It might be hard to come to terms with, but Bangladesh is an ageing society. The number of elderly people in the country – that is, those aged 60 and above – is growing at a faster rate than the number of people below the age of 18. We’re getting old.
But that still doesn’t acknowledge the full scale of what’s about to happen. In 2010, Bangladesh’s elderly demographic was 6.6% of the total population. By 2050, it’s projected to be 22.5%, making Bangladesh a fully-fledged aged society.
To put this in another way, at present only about one-twentieth of our population is over 60; in just 35 years, it’ll be about one out of every four people. It’s going to be one of the sharpest demographic shifts in Asia, and one of the sharpest shifts in population age in history, anywhere.
In a way, this is quite an accomplishment given our status as a poster-child for developing country problems – a monumental success in accomplishing birth control targets and prolonging life expectancy. On these terms, we win.
In almost every other way, we don’t. Bangladesh is not ready to become an aged society.
Our health sector is geared towards maternal and child health and containing infectious diseases, not towards frailty and arthritis. In fact, our healthcare providers are already straining to deal with the existing demands by the current elderly population.

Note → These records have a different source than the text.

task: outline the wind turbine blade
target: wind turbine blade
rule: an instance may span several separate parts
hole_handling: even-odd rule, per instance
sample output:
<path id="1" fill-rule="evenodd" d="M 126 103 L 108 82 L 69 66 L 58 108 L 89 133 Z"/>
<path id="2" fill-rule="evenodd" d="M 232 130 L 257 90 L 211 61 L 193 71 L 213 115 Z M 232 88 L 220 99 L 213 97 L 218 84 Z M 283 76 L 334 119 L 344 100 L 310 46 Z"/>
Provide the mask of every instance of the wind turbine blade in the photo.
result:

Many low-cost, grassroots solutions have helped Bangladesh overcome its problems in the past (think ek chimti lobon, ek mooth gur …). However, the healthcare needs of the elderly are less likely to be catered to without expensive medication and equipment. Old age of course does not necessarily have to be synonymous with poor health, but young and middle-aged Bangladeshis aren’t exactly taking spectacular care of their bodies in terms of exercise and diet.
Then there are the mental health aspects of growing old, chief among them the dual threats of dementia and depression. Bangladesh’s mental health sector is woefully inadequate in dealing with basic psychological conditions – when the wave of elderly health issues comes, it’s going to pose a much larger challenge. Depression and loneliness among elderly relatives is a particularly easy issue to overlook, partly because overlooking it makes it easier for the rest of us to get on with our lives.
And Bangladesh is becoming old just as its traditional social structure starts to fall apart. People are less likely to live with their elderly parents now, they’re also less likely to support their elderly parents.
While young people become more independent, old people are discouraged from doing the same. There is a huge stigma attached to moving to old age homes or seeking other kinds of support, even though they can provide a sense of community and freedom to the elderly, whose usual friends’ circles tend to diminish due to death and loss of mobility. A social worker at one old age home told me that they used to organise weekly dance and music sessions for their residents, but had to stop after the children of the residents complained, outraged that their parents were enjoying themselves instead of being respectable and miserable.
A major topic of discussion in developed countries right now is the increasingly apparent difference between living longer and living better. Children, themselves in their 60s, are struggling with seeing their 80/90-year-old parents suffer for decades, seeing the people they know and love deteriorate steadily in mind and body, but continuing to tick on, hooked to drugs and doctors.
Expensive drugs, and expensive doctors. The costs will need to be borne by a population that currently has no culture of saving, and a government that has a poor track record of providing adequate support to those who need it.
Bangladesh is famous for its natural disasters and struggles with cholera and typhoid, but our new health hazard is old age. Whether we will be ready for it will determine the future quality of life of pretty much every single Bangladeshi citizen – everyone, young and old, rich and poor, will have to cope directly with the fallout.
And it’s hard to be optimistic. We can pat ourselves on the back for making significant progress in the areas of disaster and disease management – but that progress has come long after a lack of forethought resulted in large-scale suffering. When it comes to new problems, we seem to adopt our own perverse take on the Boy Scout motto – Always Be Unprepared. This time, the future consequences could be even more far-reaching than the catastrophes in our past.